国民年金だより-年金はこうかわる-
障害年金の改善
国民年金は、加入者が齢をとって働けなくなった時の生活を保障するのが、その中心目的ですが、思いがけない病気やケが等で障害者になった場合にも年金が受けられます。
今回の改正では、障害年金が大きく改善されます。
障害年金を受けるには
今回の改正で障害年金は、「障害基礎年金」と呼ばれるようになります。
障害基礎年金は、被保険者または、被保険者であった人が、障害等級の一級か二級の障害の状態にあるときに支給されます。ただし初めて医者にかかった日の前に保険料を納付した期間と保険料免除期間とを合算した期間が、被保険者期間の三分の二以上であることが必要です。現行の国民年金の障害年金は、初診日前に一年間の保険料納付済期間があるなど一定の保険料納付済期間の要件を満たさないと支給されませんでしたが、この資格期間は廃止されました。
二十歳以前の障害者にも
改正前の国民年金では、二十歳前の障害者については二十前から障害福祉年金を支給していますが、改正後は福祉年金が廃止され、現在受給中の人も、すべて障害基礎年金を受けるようになります。
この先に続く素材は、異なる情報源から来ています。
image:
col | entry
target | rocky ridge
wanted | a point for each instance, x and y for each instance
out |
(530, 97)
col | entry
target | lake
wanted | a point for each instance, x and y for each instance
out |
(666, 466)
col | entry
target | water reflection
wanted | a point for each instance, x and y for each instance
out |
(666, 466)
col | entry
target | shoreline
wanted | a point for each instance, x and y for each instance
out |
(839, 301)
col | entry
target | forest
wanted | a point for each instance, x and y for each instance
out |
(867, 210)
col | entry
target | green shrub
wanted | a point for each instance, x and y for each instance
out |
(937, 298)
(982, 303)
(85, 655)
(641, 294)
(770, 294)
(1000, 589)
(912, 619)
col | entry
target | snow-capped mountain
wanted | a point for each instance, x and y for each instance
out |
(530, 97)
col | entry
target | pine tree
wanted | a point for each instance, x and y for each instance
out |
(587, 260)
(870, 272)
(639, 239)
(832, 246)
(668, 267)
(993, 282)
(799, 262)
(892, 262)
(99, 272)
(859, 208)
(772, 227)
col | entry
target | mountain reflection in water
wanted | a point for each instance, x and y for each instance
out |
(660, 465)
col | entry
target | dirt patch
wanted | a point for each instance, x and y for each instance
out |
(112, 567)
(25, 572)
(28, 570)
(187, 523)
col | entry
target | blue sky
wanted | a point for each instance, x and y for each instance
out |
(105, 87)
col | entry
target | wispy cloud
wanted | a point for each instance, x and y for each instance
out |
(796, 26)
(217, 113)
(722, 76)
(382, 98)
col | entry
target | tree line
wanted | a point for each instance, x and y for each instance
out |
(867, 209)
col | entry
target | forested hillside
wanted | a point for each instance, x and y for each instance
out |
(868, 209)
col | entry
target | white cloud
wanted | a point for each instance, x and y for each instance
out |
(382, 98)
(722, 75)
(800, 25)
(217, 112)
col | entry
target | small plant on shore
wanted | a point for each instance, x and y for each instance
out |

この場合、本人所得制限は従来どおりですが、配偶者、扶養義務者所得制限はなくなります。
また、現行制度では、その障害の発生が制度加入以前であった場合、年金額が大巾に低くなっていましたが、改正後は、このような障害者にも、等しく障害基礎年金が支給されることになります。
子の加算を新設
障害基礎年金の額は、一級の障害者については、七五〇、○○○円(月額六二、五〇〇円)、二級の障害については、六〇〇、○○○円(月額五〇、○○○円)に改善されます。
さらに、受給者に扶養されている十八歳未満の子や二十歳未満の障害の子があれば、新たに「子の加算」がつくことになります。加算額は、第二子までは一人につき月額一五、○○○円、第三子からは一人につき月額五、○○○円の加算となります。